His appointment as Chancellor of Swinburne University of Technology reflects his personal understanding and commitment to the importance of education in people’s lives. Mr Scales began his working career at 15 completing a five-year fitter and machinist apprenticeship and finishing an Economics degree from Monash University 15 years later. He believes that having the opportunity to continue learning by completing part time university studies later in his life enabled him ‘to fulfil a dream that would not otherwise have been available to me’.

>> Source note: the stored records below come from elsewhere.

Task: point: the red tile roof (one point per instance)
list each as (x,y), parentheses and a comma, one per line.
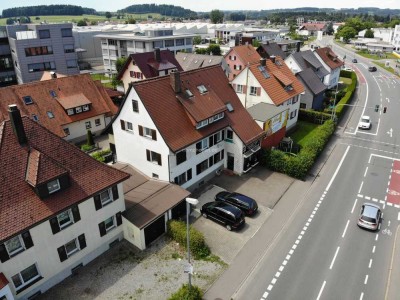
(20,207)
(67,89)
(148,65)
(280,76)
(329,57)
(173,120)
(3,281)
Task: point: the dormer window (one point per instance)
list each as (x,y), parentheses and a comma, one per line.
(53,186)
(202,89)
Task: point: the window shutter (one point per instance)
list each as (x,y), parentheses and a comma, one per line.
(102,229)
(75,213)
(97,202)
(3,253)
(119,218)
(115,192)
(62,253)
(82,241)
(148,154)
(54,225)
(26,236)
(154,134)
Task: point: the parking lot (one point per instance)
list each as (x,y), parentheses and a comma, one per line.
(262,185)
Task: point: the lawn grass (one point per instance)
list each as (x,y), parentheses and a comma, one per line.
(303,133)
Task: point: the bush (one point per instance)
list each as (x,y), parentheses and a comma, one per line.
(177,231)
(298,166)
(183,293)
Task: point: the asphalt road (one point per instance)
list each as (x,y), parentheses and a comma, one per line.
(322,253)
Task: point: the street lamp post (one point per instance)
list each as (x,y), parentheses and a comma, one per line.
(188,202)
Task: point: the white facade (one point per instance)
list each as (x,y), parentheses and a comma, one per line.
(246,78)
(44,252)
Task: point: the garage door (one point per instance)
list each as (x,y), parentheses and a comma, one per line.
(154,230)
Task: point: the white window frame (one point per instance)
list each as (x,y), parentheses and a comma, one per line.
(70,219)
(113,224)
(25,283)
(73,251)
(53,186)
(17,250)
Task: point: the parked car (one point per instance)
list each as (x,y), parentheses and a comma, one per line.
(370,216)
(228,215)
(246,204)
(365,122)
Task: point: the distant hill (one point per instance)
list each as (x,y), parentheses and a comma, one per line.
(165,10)
(47,10)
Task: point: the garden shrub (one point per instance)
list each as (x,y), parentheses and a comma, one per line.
(184,294)
(198,247)
(298,166)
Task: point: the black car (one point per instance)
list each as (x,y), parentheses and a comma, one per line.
(228,215)
(246,204)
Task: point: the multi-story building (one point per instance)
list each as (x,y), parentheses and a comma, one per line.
(185,127)
(42,47)
(7,73)
(59,208)
(115,46)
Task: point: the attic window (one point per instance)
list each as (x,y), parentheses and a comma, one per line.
(229,107)
(202,89)
(189,93)
(263,71)
(28,100)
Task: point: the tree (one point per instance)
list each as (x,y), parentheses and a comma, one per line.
(369,33)
(197,40)
(216,16)
(119,63)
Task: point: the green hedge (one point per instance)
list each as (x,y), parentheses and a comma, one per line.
(183,293)
(298,166)
(198,247)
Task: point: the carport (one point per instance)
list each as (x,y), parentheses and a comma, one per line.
(149,203)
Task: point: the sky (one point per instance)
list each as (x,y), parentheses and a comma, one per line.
(208,5)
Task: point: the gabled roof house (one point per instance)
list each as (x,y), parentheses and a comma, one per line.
(66,106)
(146,65)
(185,127)
(59,207)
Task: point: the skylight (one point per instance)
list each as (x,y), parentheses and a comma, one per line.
(263,71)
(28,100)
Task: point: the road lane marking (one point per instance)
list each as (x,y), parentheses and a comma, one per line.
(337,169)
(321,290)
(344,232)
(334,258)
(354,205)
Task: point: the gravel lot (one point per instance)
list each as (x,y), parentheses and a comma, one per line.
(124,272)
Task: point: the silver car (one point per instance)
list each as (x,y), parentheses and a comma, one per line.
(370,216)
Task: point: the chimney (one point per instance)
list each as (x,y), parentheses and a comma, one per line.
(157,54)
(298,46)
(176,81)
(16,123)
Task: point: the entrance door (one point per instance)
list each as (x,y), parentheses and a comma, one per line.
(231,162)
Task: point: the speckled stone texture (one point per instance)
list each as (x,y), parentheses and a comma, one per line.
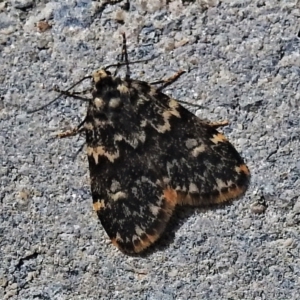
(243,65)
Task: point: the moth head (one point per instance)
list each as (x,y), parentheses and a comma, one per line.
(100,75)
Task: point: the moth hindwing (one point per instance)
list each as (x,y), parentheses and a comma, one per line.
(147,154)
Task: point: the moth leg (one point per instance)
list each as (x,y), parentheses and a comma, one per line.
(74,94)
(168,81)
(218,124)
(72,132)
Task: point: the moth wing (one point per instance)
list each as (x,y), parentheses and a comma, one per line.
(146,154)
(195,160)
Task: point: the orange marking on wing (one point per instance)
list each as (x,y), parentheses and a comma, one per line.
(243,169)
(98,205)
(144,242)
(170,196)
(219,138)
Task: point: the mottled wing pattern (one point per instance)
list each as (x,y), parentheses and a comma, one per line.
(146,155)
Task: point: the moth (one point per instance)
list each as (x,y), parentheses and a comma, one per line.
(147,154)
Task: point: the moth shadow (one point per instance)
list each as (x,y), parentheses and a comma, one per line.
(179,217)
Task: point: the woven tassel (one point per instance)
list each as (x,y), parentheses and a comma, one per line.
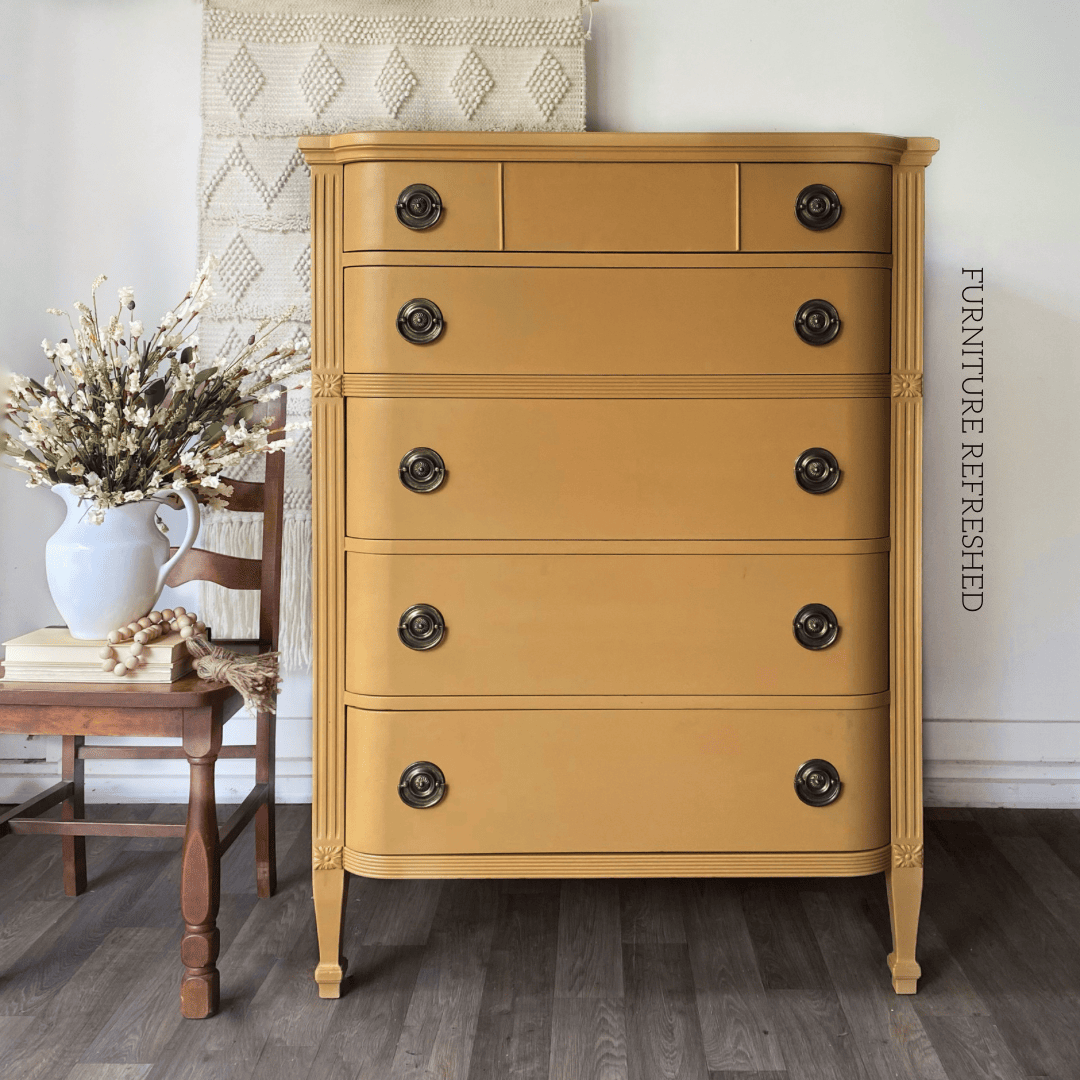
(255,677)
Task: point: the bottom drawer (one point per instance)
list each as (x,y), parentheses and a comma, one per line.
(617,781)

"I feel very strongly that various forms of education should be available to people at different phases in their lives. The world we now live in requires all of us to have an attitude of life-long learning particularly if we are to make the most of our careers and of the career opportunities that are available to many of us,” Mr Scales said.



Mr Scales left school at 14 and there is no obvious information on his  ‘alma mater’ beyond his  positive experience of TAFE. Two things should be noted however:

1.      His involvement with the private sector

2.      The role he played in the Brimbank  Council’affair.

The Herald Sun on September 15, 2009 announced that the troubled

Brimbank City Council had been sacked and administrators appointed until November 2012 after further findings of misconduct.

3.      Local Government Minister Richard Wynne said a second report from Local Government Inspector Bill Scales, who was appointed following the Ombudsman’s report into council corruption in May, showed a failure of councillors to address misconduct issues.

DOGS note that Mr Bill Scales has been used by politicians as an effective ‘hatchet’ man when there is evidence of widespread corruption.

It is to be hoped that he has the courage to  enquire into, expose and  sack those responsible for the lack of transparency and accountability which currently exists in taxpayer subsidisation of  the private sectarian education industry of Australia.